Born in Launceston, a small city in Tasmania, an island south of mainland Australia, Titmus was in the water from an early age. “We always had backyard pools,” she said. In 2008, a wide-eyed Titmus watched as the Australian swimmers Stephanie Rice and Libby Trickett starred at the Beijing Olympics. “I was just glued to the TV,” she said.
The seven-year-old Titmus immediately joined a local swim club and began racing. Her progress was as swift as her swimming. “Every year, I went to the next thing and before I knew it, I was on the national team,” she said.

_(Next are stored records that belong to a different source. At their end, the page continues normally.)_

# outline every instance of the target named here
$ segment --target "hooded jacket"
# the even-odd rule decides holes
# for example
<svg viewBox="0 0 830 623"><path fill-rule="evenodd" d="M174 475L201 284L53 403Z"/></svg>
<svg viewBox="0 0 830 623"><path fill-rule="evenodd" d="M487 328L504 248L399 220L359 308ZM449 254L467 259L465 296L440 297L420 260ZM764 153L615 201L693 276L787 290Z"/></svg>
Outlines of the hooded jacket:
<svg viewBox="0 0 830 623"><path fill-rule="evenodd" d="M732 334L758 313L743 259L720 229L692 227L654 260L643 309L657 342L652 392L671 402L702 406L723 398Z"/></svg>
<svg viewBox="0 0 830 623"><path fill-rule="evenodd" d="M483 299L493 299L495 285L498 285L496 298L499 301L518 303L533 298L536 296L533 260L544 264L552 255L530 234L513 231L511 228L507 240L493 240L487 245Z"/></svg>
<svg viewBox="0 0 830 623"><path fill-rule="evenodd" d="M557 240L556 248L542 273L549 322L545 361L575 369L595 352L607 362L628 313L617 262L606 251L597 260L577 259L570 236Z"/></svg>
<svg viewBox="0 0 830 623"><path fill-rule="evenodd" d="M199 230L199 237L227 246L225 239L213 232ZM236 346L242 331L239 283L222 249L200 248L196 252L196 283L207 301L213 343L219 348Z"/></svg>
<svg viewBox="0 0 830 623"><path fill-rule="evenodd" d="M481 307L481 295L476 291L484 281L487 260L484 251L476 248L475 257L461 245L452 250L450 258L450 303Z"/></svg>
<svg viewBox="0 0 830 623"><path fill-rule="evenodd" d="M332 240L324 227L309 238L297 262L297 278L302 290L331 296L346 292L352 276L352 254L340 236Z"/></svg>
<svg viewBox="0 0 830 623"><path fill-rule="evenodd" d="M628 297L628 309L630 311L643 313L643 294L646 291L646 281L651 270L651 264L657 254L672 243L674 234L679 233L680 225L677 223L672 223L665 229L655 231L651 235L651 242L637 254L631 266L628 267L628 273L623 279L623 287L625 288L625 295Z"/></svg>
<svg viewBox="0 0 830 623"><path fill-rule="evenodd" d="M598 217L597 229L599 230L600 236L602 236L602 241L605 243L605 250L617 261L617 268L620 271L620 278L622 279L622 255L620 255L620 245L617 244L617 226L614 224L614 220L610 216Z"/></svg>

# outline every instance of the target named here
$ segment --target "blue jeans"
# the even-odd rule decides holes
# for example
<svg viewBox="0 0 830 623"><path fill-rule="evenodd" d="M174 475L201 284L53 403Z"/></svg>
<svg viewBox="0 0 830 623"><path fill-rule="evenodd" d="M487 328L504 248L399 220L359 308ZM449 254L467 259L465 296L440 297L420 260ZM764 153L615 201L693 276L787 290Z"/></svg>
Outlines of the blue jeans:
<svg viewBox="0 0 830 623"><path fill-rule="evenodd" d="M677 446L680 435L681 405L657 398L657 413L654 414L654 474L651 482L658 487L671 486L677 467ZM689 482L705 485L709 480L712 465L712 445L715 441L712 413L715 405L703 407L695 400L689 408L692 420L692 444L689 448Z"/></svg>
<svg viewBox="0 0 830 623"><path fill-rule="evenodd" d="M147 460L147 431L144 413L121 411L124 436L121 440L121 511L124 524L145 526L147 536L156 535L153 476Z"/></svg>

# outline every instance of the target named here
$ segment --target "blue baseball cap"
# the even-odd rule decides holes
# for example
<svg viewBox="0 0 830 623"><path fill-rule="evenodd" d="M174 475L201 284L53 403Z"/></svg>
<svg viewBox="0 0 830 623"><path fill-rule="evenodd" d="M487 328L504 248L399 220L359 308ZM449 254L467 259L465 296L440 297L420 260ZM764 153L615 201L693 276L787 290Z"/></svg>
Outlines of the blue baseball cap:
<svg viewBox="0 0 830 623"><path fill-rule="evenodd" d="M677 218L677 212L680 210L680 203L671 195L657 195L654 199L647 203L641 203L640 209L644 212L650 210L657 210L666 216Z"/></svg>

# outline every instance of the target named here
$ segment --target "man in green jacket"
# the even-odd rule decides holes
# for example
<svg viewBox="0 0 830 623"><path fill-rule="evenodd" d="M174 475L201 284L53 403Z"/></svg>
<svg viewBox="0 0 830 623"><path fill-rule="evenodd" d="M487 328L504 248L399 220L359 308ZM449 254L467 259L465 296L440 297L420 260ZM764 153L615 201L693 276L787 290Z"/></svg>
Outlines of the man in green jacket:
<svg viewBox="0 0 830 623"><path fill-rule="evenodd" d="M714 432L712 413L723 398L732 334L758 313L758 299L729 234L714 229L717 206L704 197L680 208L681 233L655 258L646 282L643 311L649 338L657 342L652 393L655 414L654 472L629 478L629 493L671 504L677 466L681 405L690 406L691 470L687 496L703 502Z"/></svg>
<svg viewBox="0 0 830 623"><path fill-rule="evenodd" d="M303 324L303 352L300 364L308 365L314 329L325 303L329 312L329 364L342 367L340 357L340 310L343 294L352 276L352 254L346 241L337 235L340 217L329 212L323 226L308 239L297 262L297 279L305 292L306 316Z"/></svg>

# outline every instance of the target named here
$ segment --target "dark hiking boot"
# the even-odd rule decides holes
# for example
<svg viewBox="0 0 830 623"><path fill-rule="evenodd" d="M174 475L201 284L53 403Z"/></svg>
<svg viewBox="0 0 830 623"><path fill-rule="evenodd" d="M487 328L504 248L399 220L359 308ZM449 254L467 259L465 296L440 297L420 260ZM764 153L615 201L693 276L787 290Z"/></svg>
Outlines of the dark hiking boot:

Her next step was not quite so simple. Tasmania, with a population of half a million, lacked the swimming facilities and coaches a talented young swimmer needed to reach a truly elite level. Titmus’s parents, Steve and Robyn, floated the idea of relocating to support their daughter’s nascent career, but as a teenager Titmus was initially resistant. “I was so content with my life down there, with my friends and school and everything,” she said.
But after making the Australian team for the junior world championships in 2015, Titmus had a realization. Swimming on her own in a lane at a public pool in Launceston, following the instructions of a faraway coach texting her a plan for each day’s training session, Titmus resolved that she had to chase her dream.